Challenges ahead as the marine market develops in China…

Marine Insurance — By on October 9, 2014 at 12:21 PM
Iris Ip

Iris Ip

Challenges ahead as the marine market develops in China, Iris Ip of Munich Re tells IUMI,  By James Brewer

China is a challenging insurance market,  Iris Ip, head of marine underwriting (Greater China) at Munich Re, Hong Kong, told the 2014 annual conference of IUMI.

Ms Ip said: “In the changing world, China is the main focus of the past decade and the coming period of time, ” and she indicated the salient trends that had to be monitored carefully.

She said that marine market growth rate in China has slowed down, and even reversed in 2013 and probably in 2014. There were an increasing number of insurance entities, which meant competition was greater. With keen international and domestic competition, there was a focus on rate cutting .

She warned of a rising incurred loss ratio, and increased acquisition costs (the direct costs such as commissions paid to a broker, that an insurer incurs to secure a premium), which were already very high at 20%; while insureds were wielding more bargaining power.

While non-life insurance premium was forging ahead in China and in 2013 reached $100bn, marine insurance premium did not enjoy the same growth. Its share of non-life premium had been almost 5% in 2004, but now it was less than 2%. Hull and cargo growth rates were negative in 2013, nor was 2014 turning out to be a very good year.

Star Cruises ship passes through Victoria Harbour, Hong Kong.

Star Cruises ship passes through Victoria Harbour, Hong Kong.

This was at a time when vessel capacity in the 10 years to 2013 rose from 86m tons to 244m tons, an increase of 184%.

Container port traffic was up 206%, to 190m teu. Six of the world’s 10 largest container ports were in China, including Shanghai at number one, having overtaken Singapore, said Ms Ip. Shenzhen and Hong Kong were at numbers three and four in the container port league. (About 20% of China’s total international trade is said to be routed through Hong Kong).

Despite the difficulties of some yards, Ms Ip underlined that China remains a big power in shipbuilding. According to Clarkson Research, China had 38% of the global newbuilding order book by tonnage, leading the table ahead of South Korea with 31%.

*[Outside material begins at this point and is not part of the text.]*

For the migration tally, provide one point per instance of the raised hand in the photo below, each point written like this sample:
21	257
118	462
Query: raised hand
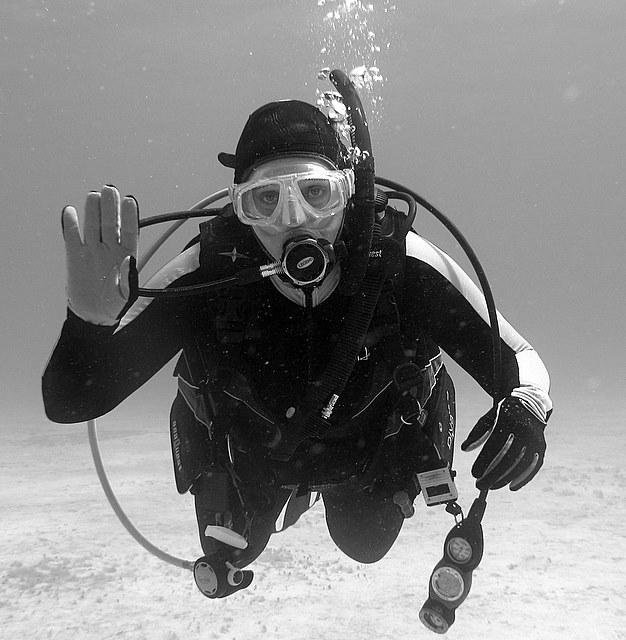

Domestic trade in China was going up, with more trucks on the road and greater capacity. The number of trucks had risen to 14.2m in 2013, from 6.4m in 2004.

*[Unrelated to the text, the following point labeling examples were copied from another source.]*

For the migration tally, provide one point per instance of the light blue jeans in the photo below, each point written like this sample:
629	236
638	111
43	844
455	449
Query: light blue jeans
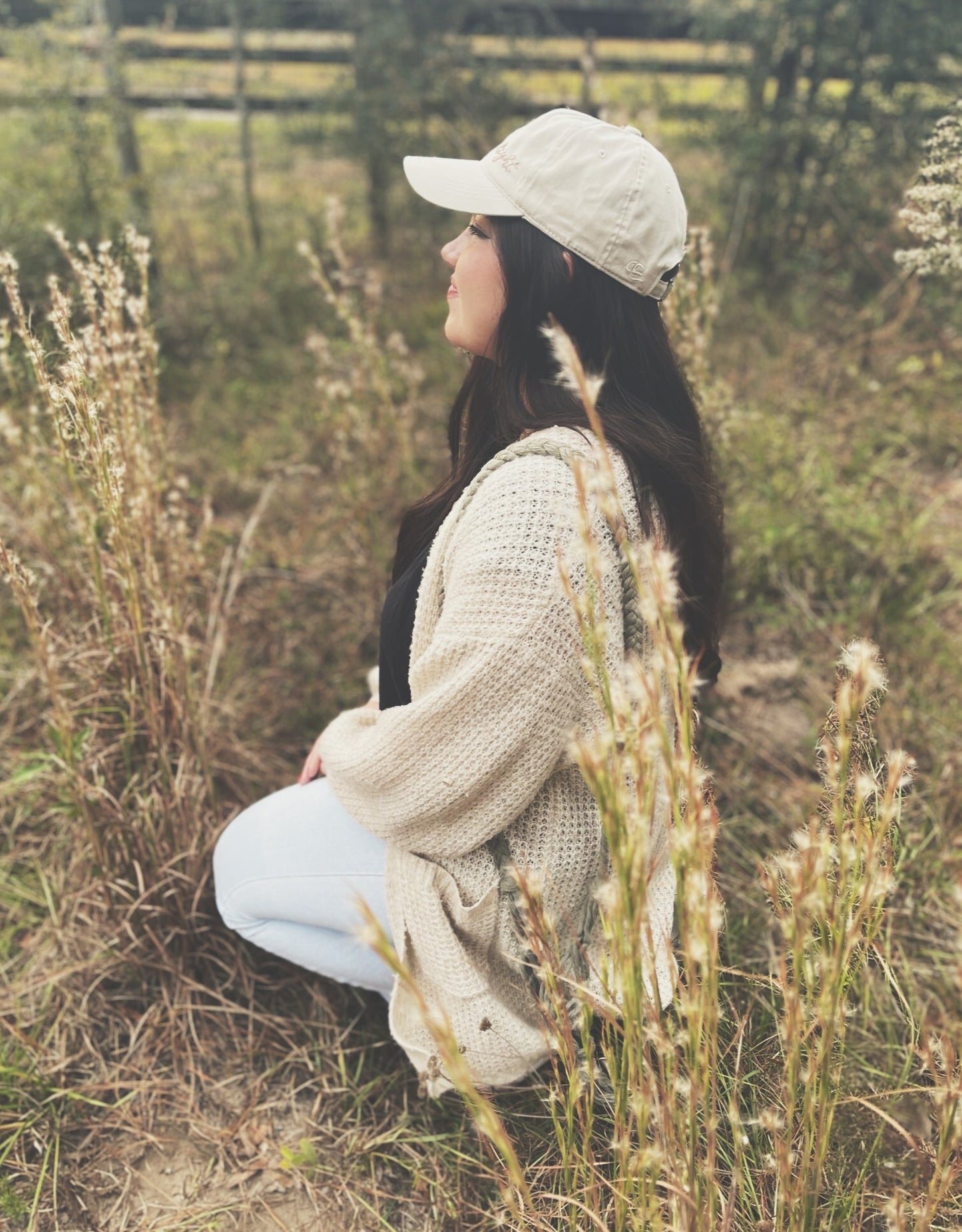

Ms Ip reminded the meeting that in 2009 the Chinese State Council set Shanghai to be an international financial and shipping centre by 2020, by providing tax incentive to insurance of ocean-going hull, container, import and export cargo.

Ms Ip noted meanwhile that more energy business had resulted from greater investment in local and overseas energy sectors.

She said that developments meant higher demand for expertise and professionalism in insurance.